It was a smart selection, and Tipp were smart too in that they didn’t try to take on Brick Walsh man-to-man. They let McGrath drift around him, find the space he needed. Combined with Brendan Cummins’s short puck outs that was a tactic that worked very well for Tipp. They actually showed quite a bit of invention on the day.
To be fair, I thought Ken McGrath did well enough for Waterford when he came on, ended up taking some frees that he probably didn’t expect.
Unfortunately for them the introduction of Dan Shanahan was a futile move, really, because in some ways the game was over at half-time.
Not as conclusively as Kilkenny-Cork last weekend, but still the writing was on the wall that Tipp were well in charge. They were only five points up, but it could easily have been a lot more such was their dominance.
All through the second half Waterford badly needed a goal, and yet that never came, not until the late consolation effort for Eoin McGrath.
But I wouldn’t say that this is the end of the line for Waterford. They’re still young enough, bar the obvious veterans such as Tony Browne.

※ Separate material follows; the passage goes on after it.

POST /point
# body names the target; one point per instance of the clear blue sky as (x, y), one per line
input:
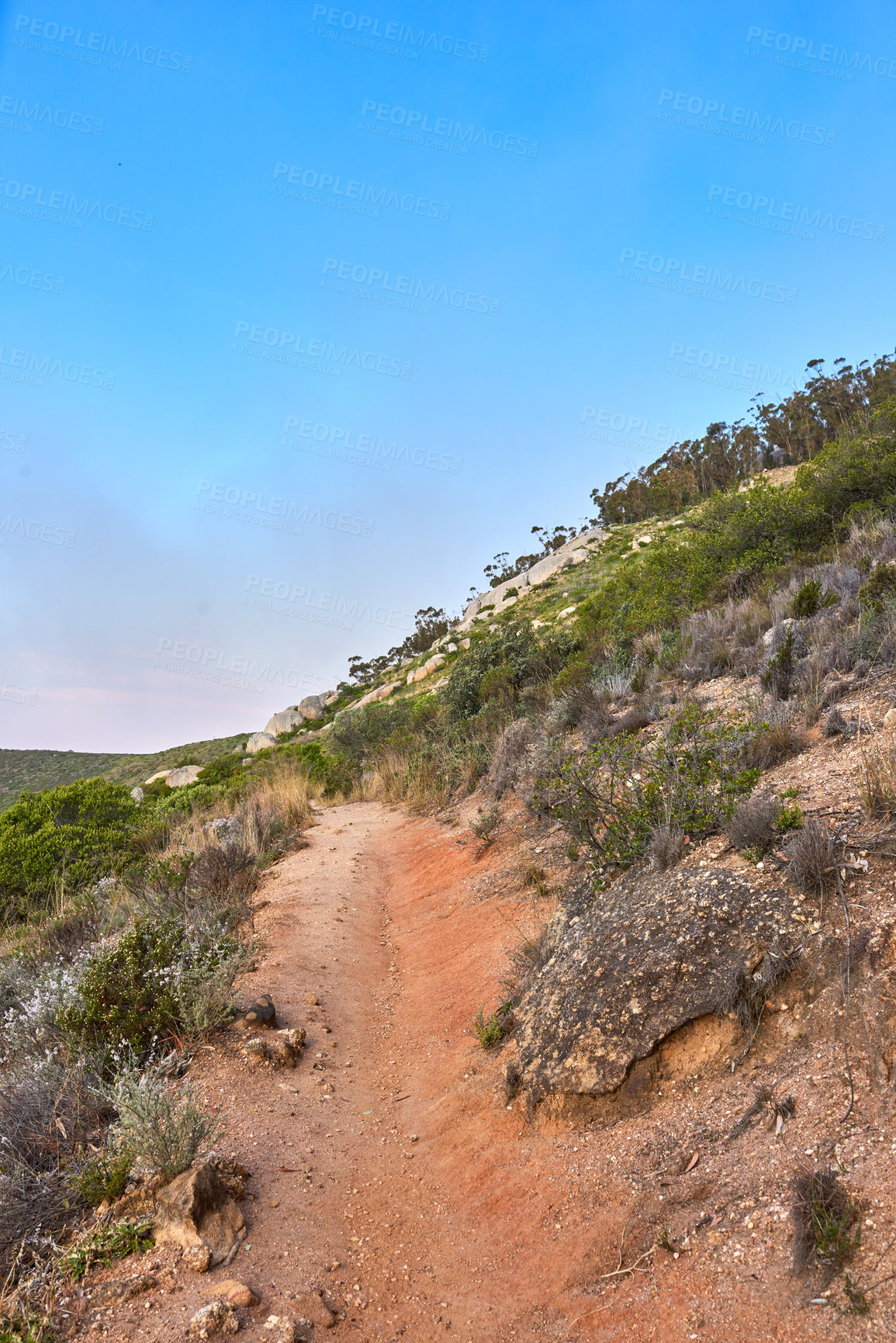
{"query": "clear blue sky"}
(354, 297)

And of course Tony Browne has been written off many times before.
They can still look back on quite a positive year, winning the Munster title.
The bottom line is Tipperary have emerged as the team with the greatest potential to trouble Kilkenny in the final, the team that pose the most dangerous threat to their five-in-a-row ambitions.

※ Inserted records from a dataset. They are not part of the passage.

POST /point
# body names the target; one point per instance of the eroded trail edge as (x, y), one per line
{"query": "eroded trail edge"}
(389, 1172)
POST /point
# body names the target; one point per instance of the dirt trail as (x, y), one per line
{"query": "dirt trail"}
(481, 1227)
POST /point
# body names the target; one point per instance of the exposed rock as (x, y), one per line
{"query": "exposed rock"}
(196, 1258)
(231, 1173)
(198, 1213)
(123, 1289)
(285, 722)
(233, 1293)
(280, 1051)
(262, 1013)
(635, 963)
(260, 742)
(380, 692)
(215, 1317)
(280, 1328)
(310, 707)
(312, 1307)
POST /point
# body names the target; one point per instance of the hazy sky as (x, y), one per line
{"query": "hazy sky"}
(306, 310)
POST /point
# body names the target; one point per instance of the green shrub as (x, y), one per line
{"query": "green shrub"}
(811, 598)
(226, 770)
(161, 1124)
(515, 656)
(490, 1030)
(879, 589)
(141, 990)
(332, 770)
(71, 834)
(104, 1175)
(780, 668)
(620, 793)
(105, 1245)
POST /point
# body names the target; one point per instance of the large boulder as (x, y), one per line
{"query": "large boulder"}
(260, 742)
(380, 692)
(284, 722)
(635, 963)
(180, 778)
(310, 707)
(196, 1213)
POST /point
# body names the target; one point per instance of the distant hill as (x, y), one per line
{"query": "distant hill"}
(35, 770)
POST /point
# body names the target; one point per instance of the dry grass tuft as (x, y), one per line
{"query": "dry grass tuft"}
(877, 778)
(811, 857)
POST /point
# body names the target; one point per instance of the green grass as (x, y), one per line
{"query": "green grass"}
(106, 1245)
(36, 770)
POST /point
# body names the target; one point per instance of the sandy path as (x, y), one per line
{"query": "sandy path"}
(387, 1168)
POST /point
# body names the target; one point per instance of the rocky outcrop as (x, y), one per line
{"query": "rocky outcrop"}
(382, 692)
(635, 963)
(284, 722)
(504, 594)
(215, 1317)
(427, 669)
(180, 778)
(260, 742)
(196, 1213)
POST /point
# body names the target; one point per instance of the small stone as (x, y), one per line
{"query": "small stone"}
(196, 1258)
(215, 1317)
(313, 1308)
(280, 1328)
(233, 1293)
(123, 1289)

That’s the way it looked at the very start of the year, and even though it’s taken a while for Tipp to get back to that point, that’s they way it has panned out.
Of course they’ll need to improve again for the final, but they’re on that upward curve now, approaching the form they showed in last year’s final, when, don’t forget, they came very close to beating Kilkenny on the day.
The spirit is good and they’ve got their best guys hurling very well. Right now that’s all they could ask for. They are back where they wanted to be after last September’s heartbreaking final defeat.